HANDBUCH KÖRPERSOZIOLOGIE

Methoden des Anderes

Nur nette Maedchen gehen aus, gehen ins Bett, gehen nach Hause Intime Gespraeche haben ein Dutzend gute Gruende hervorgebracht, aus denen auch 'anstaendige' Frauen 'Sex am ersten Abend' durchaus guten Gewissens vertreten koennen. Und das, ohne sie von vornherein als one-night stand zu betrachten. Sex bereits am ersten Abend ist fuer eine Frau etwas voellig Legales Rechenaufgabe fuer Computerfreaks, die es immer noch nicht wahrhaben wollen: Wenn die Respektabilitaet einer Frau, die am ersten Abend mit Ihnen schlafen moechte und es auch tut, gleich Null ist, um wieviel Prozent erhoeht sich die Respektabilitaet einer Frau, die eigentlich nicht mit Ihen schlafen moechte und es schliesslich doch tut, um Sie nicht zu verlieren - in Relation zu der Anzahl von Tagen, die sie Sie 'warten' laesst? ALKOHOL - WENIGER WIRKT MEHR Richtig dosiert, kann Alkohol ein wahres Aphrodisiakum sein: Er regt die Lust- und Sexualzentren im Zwischenhirn an und verleiht der Fantasie Fluegel, indem er Kontrollmechanismen wie Angst und Hemmungen schwaecht. Aber: Ein Glas zuviel und die anregende Wirkung des Alkohol ist beim Teufel. Es nuetzt Ihnen also garnichts, eine Frau, die Sie unbedingt abschleppen wollen, mit Alkohol abzufuellen, wenn Sie nicht gerade eine Vorliebe fuer lebende Leichen haben.
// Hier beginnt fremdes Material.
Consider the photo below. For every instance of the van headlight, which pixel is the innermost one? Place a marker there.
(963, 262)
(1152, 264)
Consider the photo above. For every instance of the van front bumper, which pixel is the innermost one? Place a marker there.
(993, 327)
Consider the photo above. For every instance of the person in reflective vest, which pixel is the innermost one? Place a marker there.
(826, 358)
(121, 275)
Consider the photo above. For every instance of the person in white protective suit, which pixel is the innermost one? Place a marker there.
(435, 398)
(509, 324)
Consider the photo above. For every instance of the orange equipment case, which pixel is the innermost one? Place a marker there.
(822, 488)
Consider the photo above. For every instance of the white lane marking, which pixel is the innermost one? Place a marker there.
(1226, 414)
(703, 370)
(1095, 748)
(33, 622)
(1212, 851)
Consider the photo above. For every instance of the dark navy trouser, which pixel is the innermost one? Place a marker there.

Band 2: Forschungsfelder und Methodische Zugänge

About this book Introduction Das Handbuch Körpersoziologie verfolgt das Ziel, den grundlegenden Stellenwert des Körpers für soziologisches Denken wenig veranschaulichen. Die Körpersoziologie versteht den Körper als bedeutsam für subjektiv sinnhaftes Schachern sowie als eine soziale Tatsache, Allgemeinheit hilft, Soziales zu erklären. Der menschliche Körper ist Produzent, Instrument und Effekt des Sozialen. Er ist gesellschaftliches und kulturelles Symbol sowie Agent, Medium und Instrument sozialen Handelns. Soziale Strukturen schreiben sich in den Körper ein, soziale Ordnung wird im körperlichen Handeln und Interagieren hergestellt. Sozialer Wandel wird mit körperliche Empfindungen motiviert und durch körperliche Aktionen gestaltet. Körpersoziologie ist in diesem Sinne als verkörperte Soziologie zu verstehen.